Un grand véhicule, bondé d’hommes armés, barrait la grand’route.
Qu’était-ce que ces hommes?—Évidemment des malfaiteurs! Des bandits!—Évidemment!
Hélas! non. C’était la troupe jumelle des bons bourgeois de Pibrac. C’étaient ceux de Pibrac!—lesquels avaient eu, exactement, la même idée que ceux de Nayrac.
Retirés des affaires, les paisibles rentiers des deux villes se croisaient, tout bonnement, sur la route en rentrant chez eux.
Blafards, ils s’entrevirent. L’intense frayeur qu’ils se causèrent, vu l’idée fixe qui avait envahi leurs cerveaux, ayant fait apparaître sur toutes ces figures débonnaires, les véritables instincts,—de même qu’un coup de vent passant sur un lac, et y formant tourbillon, en fait monter le fond à sa surface,—il était naturel qu’ils se prissent, les uns les autres, pour ces mêmes brigands que, réciproquement, ils redoutaient.
En un seul instant, leurs chuchotements, dans l’obscurité, les affolèrent au point que, dans la précipitation tremblante de ceux de Pibrac à se saisir, par contenance, de leurs armes, la batterie de l’un des fusils ayant accroché le banc, un coup de feu partit et la balle alla frapper un de ceux de Nayrac en lui brisant, sur la poitrine, une terrine d’excellent foie gras dont il se servait, machinalement, comme d’une égide.
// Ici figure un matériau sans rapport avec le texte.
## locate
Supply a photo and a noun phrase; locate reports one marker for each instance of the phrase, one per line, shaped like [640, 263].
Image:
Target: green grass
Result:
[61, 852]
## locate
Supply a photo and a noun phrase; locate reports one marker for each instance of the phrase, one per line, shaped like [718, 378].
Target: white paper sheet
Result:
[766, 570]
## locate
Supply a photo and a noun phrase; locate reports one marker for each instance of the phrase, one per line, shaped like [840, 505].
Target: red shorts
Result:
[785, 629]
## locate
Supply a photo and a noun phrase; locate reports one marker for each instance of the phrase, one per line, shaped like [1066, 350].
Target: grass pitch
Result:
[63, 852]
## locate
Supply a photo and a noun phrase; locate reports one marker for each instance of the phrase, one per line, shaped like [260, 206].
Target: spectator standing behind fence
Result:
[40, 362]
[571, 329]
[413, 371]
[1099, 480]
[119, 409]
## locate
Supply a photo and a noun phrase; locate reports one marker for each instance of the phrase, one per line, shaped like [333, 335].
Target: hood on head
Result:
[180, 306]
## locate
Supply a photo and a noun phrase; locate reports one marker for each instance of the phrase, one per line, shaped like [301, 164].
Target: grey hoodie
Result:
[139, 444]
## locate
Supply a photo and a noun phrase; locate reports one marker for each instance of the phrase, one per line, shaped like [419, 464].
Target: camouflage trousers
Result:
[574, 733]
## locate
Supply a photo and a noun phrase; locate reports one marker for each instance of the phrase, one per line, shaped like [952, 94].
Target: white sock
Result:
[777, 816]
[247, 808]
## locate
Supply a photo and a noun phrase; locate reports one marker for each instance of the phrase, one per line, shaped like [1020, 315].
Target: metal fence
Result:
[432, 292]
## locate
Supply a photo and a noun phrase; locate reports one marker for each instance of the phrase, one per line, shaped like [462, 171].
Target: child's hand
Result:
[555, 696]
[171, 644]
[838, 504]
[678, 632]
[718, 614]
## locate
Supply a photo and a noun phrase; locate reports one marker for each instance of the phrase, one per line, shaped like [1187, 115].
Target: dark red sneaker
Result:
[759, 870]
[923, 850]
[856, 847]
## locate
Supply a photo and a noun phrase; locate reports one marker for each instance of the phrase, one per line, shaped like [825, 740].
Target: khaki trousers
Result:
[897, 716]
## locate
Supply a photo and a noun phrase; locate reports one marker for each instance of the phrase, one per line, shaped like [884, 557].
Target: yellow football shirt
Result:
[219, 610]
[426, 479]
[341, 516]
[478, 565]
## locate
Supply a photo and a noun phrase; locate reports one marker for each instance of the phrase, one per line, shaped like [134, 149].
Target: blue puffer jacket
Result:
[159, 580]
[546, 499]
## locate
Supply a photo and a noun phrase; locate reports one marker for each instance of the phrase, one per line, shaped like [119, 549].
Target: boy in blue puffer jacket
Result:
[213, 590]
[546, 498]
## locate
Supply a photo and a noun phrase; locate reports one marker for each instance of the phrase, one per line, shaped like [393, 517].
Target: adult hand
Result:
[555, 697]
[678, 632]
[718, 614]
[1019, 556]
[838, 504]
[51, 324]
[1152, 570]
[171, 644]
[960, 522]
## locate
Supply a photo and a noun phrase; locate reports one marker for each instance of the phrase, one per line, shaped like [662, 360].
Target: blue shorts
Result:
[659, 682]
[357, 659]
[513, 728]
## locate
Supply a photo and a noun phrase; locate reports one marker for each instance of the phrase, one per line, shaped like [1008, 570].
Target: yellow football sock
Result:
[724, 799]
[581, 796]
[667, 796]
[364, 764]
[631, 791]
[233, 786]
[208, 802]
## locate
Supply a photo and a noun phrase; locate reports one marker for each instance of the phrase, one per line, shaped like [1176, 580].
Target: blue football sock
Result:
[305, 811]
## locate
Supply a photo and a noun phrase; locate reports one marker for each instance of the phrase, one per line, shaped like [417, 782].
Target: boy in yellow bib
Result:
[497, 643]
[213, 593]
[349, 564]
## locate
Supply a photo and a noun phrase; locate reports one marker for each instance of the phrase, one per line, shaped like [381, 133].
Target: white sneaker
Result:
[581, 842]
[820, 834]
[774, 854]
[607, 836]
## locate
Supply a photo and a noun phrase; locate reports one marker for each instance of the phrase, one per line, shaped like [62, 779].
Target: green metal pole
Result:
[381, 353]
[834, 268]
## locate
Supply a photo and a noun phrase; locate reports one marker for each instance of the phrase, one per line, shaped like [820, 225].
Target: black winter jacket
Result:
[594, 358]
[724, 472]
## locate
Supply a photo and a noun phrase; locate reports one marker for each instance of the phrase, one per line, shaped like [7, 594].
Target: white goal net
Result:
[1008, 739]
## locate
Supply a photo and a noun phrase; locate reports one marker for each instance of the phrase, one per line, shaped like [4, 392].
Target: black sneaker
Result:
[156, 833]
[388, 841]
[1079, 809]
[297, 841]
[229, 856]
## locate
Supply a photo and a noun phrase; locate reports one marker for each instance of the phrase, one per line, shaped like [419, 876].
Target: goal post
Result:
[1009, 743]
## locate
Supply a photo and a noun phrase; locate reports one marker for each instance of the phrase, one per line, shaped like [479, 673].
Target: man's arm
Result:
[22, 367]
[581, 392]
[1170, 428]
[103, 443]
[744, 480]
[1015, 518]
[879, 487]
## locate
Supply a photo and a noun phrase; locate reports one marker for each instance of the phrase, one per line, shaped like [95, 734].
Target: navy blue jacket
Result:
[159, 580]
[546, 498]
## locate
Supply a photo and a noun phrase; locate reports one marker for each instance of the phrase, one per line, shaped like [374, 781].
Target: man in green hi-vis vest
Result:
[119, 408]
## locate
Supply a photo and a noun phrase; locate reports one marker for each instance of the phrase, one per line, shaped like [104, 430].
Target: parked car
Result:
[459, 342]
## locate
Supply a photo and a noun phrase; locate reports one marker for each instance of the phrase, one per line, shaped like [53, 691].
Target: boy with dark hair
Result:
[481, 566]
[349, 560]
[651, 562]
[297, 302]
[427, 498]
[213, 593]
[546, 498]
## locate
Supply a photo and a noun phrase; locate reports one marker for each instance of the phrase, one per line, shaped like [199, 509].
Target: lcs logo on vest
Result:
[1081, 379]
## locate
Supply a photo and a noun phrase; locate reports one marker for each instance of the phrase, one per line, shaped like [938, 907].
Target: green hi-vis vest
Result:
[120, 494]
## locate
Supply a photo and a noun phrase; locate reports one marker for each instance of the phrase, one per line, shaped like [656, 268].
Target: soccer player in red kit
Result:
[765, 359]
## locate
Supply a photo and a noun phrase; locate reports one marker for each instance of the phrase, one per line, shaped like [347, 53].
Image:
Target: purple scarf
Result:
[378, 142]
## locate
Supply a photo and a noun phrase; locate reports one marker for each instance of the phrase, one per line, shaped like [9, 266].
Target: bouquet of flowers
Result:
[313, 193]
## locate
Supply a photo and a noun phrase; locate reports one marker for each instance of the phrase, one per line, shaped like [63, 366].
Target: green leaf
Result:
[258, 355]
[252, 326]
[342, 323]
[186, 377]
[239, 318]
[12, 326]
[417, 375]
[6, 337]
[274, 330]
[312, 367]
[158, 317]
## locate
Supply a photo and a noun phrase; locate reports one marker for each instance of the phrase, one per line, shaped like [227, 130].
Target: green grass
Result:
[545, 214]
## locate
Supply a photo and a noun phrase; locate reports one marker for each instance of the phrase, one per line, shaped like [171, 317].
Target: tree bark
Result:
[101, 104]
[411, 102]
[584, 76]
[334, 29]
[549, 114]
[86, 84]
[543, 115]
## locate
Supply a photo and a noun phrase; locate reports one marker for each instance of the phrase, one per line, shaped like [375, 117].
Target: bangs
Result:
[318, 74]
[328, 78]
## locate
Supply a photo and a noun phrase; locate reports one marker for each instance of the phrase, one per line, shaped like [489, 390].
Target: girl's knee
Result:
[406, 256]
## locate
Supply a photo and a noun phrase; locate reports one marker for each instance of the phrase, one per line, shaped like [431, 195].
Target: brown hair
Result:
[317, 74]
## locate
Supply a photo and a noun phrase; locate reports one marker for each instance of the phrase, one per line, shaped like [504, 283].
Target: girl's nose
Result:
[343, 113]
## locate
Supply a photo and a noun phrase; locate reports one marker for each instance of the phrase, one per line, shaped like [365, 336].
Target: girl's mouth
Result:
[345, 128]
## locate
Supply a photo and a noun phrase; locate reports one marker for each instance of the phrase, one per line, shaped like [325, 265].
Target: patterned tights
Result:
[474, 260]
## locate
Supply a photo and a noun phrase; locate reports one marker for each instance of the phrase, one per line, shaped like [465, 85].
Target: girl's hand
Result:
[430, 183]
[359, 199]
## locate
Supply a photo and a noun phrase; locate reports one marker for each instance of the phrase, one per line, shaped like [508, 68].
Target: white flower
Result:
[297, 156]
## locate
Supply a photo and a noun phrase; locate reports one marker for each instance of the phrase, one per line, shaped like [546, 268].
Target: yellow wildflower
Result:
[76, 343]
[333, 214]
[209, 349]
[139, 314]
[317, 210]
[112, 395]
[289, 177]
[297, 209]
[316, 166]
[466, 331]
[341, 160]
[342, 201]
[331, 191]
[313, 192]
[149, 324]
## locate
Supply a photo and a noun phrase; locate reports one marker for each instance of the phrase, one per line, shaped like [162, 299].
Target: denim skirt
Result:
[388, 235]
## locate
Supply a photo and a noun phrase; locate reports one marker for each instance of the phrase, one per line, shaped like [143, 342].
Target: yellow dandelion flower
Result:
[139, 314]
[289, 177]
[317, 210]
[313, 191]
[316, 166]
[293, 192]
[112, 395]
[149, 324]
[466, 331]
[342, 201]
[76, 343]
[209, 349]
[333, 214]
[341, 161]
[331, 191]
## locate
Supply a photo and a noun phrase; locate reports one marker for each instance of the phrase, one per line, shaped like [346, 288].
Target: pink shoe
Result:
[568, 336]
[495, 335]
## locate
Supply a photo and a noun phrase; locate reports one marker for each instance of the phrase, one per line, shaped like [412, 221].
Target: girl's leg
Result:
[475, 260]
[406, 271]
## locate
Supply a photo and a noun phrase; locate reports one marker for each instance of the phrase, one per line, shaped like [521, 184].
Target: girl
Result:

Ah! ce coup de feu! Ce fut l’étincelle fatale qui met l’incendie aux poudres. Le paroxysme du sentiment qu’ils éprouvèrent les fit délirer. Une fusillade nourrie et forcenée commença. L’instinct de la conservation de leurs vies et de leur argent les aveuglait. Ils fourraient des cartouches dans leurs fusils, d’une main tremblotante et rapide et tiraient dans le tas. Les chevaux tombèrent; un des chars-à-bancs se renversa, vomissant au hasard blessés et sacoches. Les blessés, dans le trouble de leur effroi, se relevèrent comme des lions et recommencèrent à se tirer les uns sur les autres, sans pouvoir jamais se reconnaître, dans la fumée!... En cette démence furieuse, si des gendarmes fussent survenus sous les étoiles, nul doute que ceux-ci n’eussent payé de la vie leur dévouement.—Bref, ce fut une extermination, le désespoir leur ayant communiqué la plus meurtrière énergie: celle, en un mot, qui distingue la classe des gens honorables, lorsqu’on les pousse à bout!
Pendant ce temps, les vrais brigands (c’est-à-dire la demi-douzaine de pauvres diables, coupables, tout au plus, d’avoir dérobé quelques croûtes, quelques morceaux de lard ou quelques sols, à droite ou à gauche) tremblaient affreusement dans une caverne éloignée, en entendant, porté par le vent du grand chemin, le bruit croissant et terrible des détonations et les cris épouvantables des bourgeois.
S’imaginant, en effet, dans leur saisissement, qu’une battue monstre était organisée contre eux, ils avaient interrompu leur innocente partie de cartes autour de leur pichet de vin et s’étaient dressés, livides, regardant leur chef. Le vieux violoneux semblait prêt à se trouver mal. Ses grandes jambes flageolaient. Pris à l’improviste, le brave homme était hagard. Ce qu’il entendait passait son intelligence.